Elizabeth Wilde McCormick, 2019. Words for Feelings. Reformulation, Summer, p.32.

My body knows something before I do.
The way it shuts down.
Its tightness, its hurt.
It is saying something that I cannot.
My body is a canvas
for what has never had, or,
has lost the right to speak.
A wrenching gut; head in a vice;
the press of a broken heart.
Images without words.
A silenced prison and silencing prison guard.
Swallowing suffering, hardening down.
And the soul quietly starves in the darkness.
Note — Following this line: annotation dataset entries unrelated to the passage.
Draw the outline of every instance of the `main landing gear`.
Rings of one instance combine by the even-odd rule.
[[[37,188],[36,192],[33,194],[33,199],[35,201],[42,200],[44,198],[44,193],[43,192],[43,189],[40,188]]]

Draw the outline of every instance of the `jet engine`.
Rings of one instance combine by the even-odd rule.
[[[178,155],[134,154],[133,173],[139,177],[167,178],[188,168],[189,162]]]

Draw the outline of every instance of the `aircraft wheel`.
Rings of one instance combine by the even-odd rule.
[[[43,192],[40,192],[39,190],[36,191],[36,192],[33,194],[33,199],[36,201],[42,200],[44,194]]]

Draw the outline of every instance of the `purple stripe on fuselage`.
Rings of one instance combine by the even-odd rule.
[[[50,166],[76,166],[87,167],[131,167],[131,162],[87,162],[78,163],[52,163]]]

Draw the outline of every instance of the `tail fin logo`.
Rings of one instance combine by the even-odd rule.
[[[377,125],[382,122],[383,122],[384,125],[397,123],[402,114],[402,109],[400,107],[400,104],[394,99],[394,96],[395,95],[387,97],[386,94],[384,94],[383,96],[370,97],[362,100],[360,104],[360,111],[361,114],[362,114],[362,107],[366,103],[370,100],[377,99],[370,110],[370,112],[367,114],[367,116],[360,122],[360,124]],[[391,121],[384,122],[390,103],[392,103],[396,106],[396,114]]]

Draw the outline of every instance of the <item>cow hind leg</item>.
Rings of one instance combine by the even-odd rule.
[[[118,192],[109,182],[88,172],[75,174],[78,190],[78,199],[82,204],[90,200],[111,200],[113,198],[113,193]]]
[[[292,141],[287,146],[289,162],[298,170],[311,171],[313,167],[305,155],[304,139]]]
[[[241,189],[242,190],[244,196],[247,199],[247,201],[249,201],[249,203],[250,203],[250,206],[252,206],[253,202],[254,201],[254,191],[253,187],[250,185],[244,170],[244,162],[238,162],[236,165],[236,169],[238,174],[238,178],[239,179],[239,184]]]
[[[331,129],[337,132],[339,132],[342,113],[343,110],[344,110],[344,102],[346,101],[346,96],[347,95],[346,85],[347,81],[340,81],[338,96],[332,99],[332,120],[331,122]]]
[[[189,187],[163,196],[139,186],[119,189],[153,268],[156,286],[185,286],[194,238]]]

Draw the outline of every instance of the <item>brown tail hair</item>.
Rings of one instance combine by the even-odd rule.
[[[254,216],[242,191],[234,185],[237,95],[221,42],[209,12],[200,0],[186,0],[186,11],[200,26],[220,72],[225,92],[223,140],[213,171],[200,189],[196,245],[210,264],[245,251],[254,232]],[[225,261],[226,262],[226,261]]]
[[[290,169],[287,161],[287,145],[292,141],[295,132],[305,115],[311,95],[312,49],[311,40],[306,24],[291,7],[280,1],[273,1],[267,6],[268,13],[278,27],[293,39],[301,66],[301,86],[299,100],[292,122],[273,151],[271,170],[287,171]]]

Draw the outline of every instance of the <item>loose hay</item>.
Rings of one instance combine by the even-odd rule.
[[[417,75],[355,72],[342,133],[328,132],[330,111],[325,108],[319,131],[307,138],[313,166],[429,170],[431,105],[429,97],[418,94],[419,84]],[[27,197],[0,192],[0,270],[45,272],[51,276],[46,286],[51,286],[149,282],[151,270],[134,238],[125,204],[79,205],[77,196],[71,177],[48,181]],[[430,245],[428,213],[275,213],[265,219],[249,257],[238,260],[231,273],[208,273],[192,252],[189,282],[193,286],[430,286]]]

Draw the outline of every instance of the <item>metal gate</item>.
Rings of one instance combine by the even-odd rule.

Who gives us words for feelings?
‘I’m sad;’ ‘I hurt’; ‘I’m cross’.
Body and feelings are sentenced early:
‘Don’t feel, just get on with it.’
‘Don’t cry, pull yourself together.’
‘You just need a clip round the ear.’
Until the day of liberation!
Symptoms become a voice for exchanges with others,
For listening; being listened to,
‘I’ in relation to body.
Body can give up its role as mediator without a union card
And find a voice at last.
Words come tumbling out
Smoulder, stab, ache, burn, cut, steam, boil, creep, pull, fester, snag;
Each one a bridge to dialogue, self to self, self to other.
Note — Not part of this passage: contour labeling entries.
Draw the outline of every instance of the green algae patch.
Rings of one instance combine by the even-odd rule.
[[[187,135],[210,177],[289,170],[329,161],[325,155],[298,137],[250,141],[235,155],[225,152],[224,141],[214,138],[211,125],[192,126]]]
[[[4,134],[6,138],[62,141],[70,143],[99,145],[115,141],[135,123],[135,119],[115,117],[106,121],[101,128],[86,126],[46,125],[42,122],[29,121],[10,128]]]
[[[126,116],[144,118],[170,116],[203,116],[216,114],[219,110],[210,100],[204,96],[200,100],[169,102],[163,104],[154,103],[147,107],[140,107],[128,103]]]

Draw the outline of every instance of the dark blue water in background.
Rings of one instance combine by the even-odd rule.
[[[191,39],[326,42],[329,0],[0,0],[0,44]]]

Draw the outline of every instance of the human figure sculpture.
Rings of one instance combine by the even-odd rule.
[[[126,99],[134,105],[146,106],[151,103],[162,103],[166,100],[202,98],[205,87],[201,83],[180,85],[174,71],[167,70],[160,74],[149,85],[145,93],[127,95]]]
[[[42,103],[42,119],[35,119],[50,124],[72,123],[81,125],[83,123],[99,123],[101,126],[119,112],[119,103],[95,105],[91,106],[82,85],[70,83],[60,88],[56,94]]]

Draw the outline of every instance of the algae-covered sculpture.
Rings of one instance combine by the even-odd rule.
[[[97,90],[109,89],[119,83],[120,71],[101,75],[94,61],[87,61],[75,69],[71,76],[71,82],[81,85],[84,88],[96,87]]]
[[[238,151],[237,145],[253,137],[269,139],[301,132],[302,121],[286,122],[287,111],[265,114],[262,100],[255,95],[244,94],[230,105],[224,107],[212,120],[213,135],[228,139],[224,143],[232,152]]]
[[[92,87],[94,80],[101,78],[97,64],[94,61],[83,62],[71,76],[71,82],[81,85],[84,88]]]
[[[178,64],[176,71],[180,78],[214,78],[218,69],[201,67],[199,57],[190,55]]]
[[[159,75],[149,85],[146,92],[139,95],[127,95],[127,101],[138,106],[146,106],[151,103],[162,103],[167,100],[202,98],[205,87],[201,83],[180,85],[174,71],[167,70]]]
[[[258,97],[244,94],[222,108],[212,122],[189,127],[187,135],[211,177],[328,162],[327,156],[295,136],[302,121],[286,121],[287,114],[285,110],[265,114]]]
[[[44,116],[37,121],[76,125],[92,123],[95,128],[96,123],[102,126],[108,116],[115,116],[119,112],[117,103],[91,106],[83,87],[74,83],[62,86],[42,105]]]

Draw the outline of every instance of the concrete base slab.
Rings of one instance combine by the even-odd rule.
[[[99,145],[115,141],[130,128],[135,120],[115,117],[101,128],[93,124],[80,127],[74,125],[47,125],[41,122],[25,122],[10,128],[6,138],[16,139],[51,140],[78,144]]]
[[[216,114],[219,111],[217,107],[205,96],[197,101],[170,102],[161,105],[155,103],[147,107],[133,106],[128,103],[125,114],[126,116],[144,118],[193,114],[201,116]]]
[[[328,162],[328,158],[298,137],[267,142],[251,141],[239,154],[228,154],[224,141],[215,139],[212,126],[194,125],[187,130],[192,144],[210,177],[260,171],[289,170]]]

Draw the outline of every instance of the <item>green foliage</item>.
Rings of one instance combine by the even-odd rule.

A story, my story, unfolds.
Soldiering on without feeling; placation trap; perfect control or perfect mess.
If I must, then I won’t.
A friendly CAT gives us words for feelings
And actions:
Noticing, stopping, recording, revising, trying something new.
‘I’ say ’hello’ to ‘symptoms’. ‘I know you are there.’ ‘I am here for you.’
‘ What do you need? ‘
Compassionate curiosity leans into the pause and, body and I, no longer
imprisoned, find courage to be in places never before dared.
The gut unclenches, the breath eases.